I have been explaining to the men and women in this Operation all the things that they have been doing. More than 2,000 hailings, 100 friendly approaches, 9 controls. This morning has been the ninth, the last one. Nothing suspicious has been found in this ship. It was a ship under the flag of Cameroon and the ship has been cleared to go to the destination. But we will continue monitoring the traffic on the Central Mediterranean.
[You can] have a look at the United Nations report that was issued yesterday. It is an interesting report explaining how much the arms embargo has been violated and also praising Operation Irini for its support.
Member States have also reaffirmed their commitment to Irini, the mandate of the Operation will be extended for two more years. I think it is a good sign of the commitment of the United Nations and the European Union to the peace in Libya.
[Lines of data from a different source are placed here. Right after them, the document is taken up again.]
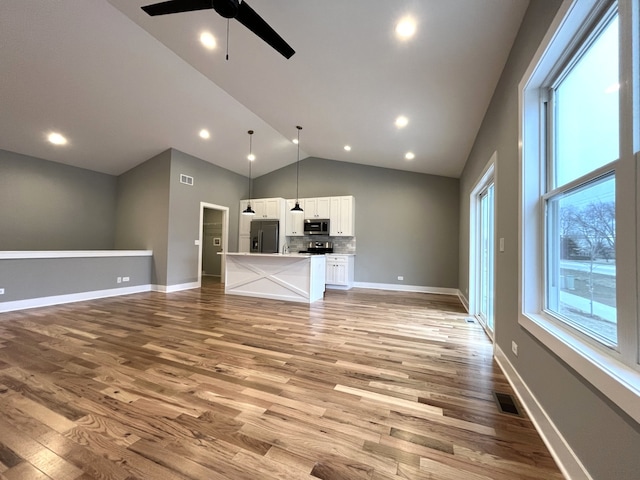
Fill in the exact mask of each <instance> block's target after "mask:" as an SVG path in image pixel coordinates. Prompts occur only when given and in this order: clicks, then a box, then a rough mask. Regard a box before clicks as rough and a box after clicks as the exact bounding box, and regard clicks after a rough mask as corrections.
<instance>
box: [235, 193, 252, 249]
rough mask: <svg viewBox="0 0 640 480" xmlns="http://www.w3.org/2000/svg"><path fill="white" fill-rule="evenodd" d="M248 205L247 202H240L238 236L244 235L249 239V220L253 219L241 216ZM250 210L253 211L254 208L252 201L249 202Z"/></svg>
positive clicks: (243, 201)
mask: <svg viewBox="0 0 640 480" xmlns="http://www.w3.org/2000/svg"><path fill="white" fill-rule="evenodd" d="M248 204H249V200H240V220H239V222H238V225H239V228H238V234H239V235H240V236H243V235H246V236H247V238H248V237H249V233H250V232H251V219H252V218H253V217H254V216H253V215H243V214H242V212H244V211H245V210H246V209H247V205H248ZM251 208H253V209H254V210H255V207H254V206H253V200H251ZM241 251H242V250H241ZM247 251H248V250H247Z"/></svg>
Q. You just said that the mission could become a mission to implement the ceasefire in Libya.
Not this mission. Irini is about Irini, but if the United Nations requests European Union’s support, I am ready to take that into consideration and ask the Member States to do it. But it has to come from the United Nations and it has to be a completely new different mission.
Q. The Arms embargo is strictly related to the migrants issue, on that front we are in Sicily, we are the border of Europe. Sicilian institutions are often facing this alone. What can you tell us about that?
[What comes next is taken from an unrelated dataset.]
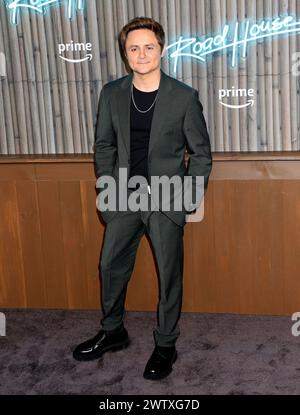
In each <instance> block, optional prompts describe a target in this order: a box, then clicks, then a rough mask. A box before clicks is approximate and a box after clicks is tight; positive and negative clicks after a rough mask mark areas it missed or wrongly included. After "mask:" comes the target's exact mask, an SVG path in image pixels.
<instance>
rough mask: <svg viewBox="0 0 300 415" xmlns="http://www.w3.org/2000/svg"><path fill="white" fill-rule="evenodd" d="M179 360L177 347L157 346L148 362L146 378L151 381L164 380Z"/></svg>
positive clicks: (151, 355) (148, 360) (145, 376)
mask: <svg viewBox="0 0 300 415" xmlns="http://www.w3.org/2000/svg"><path fill="white" fill-rule="evenodd" d="M176 359H177V351H176V348H175V346H171V347H163V346H155V349H154V351H153V353H152V355H151V357H150V359H149V360H148V362H147V364H146V367H145V371H144V375H143V376H144V378H145V379H150V380H157V379H163V378H165V377H166V376H168V375H169V374H170V373H171V372H172V364H173V363H174V362H175V361H176Z"/></svg>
I know that migration is an important issue for all Europe. It is an even more important issue for Italy and it is an even more important issue for Sicily and Lampedusa. The closer you are to the problem, the bigger is the concern. Il vicino sente di più il problema. But we have to deal with the migration problem as a European problem. We have to make all Member States understand that they have to help to share the burden.
And this is the purpose of the new Migration Pact that the Commission and also me as part of the Commission have been proposing to Member States, and the Member States are still discussing it. How do we manage solidarity among Member States? Among the ones who are far away from the problem geographically, that they do not feel the consequences, and the ones who are at the border, at the frontline. This is a European problem and we have to look for solutions to make solidarity effective, not just in rhetoric, but in practical terms.
But Irini has nothing to do with migration. When we launched Operation Irini, some Member States were afraid that Irini was going to create a kind of pull effect: ‘You send boats and the boats will attract migrants because if they know that there is a boat they will be saved by the boat’. And I had to spend a lot of time and political work to convince them that Irini could work to enforce the arms embargo without creating a pull effect.
And one year later thank god we have to recognise that this has been the case. Irini has not been involved in migrants issues, it has been doing its work: arms embargo and at the same time trying to help and train the Libyan coast guards to make the Libyan coast guards be a part of the solution to the problem. And from this point of view there is much more to do, and Irini is ready to increase its efforts in training the Libyan coast guards, providing assets and providing trainings.
Migration is an important problem for Italy, it is an important problem for Sicily, the solution has to come from Europe and we have to engage all Member States. I hope that the discussions that have taken place in Brussels will finally agree in an effective way on sharing the burden, trying to save lives, to fight against irregular migration, to fight against the smugglers and at the same time to open ways for regular migration. Because Europe as a whole needs migrants, but they have to come on a regular basis. Migration has to be regulated in order to be safe and fair.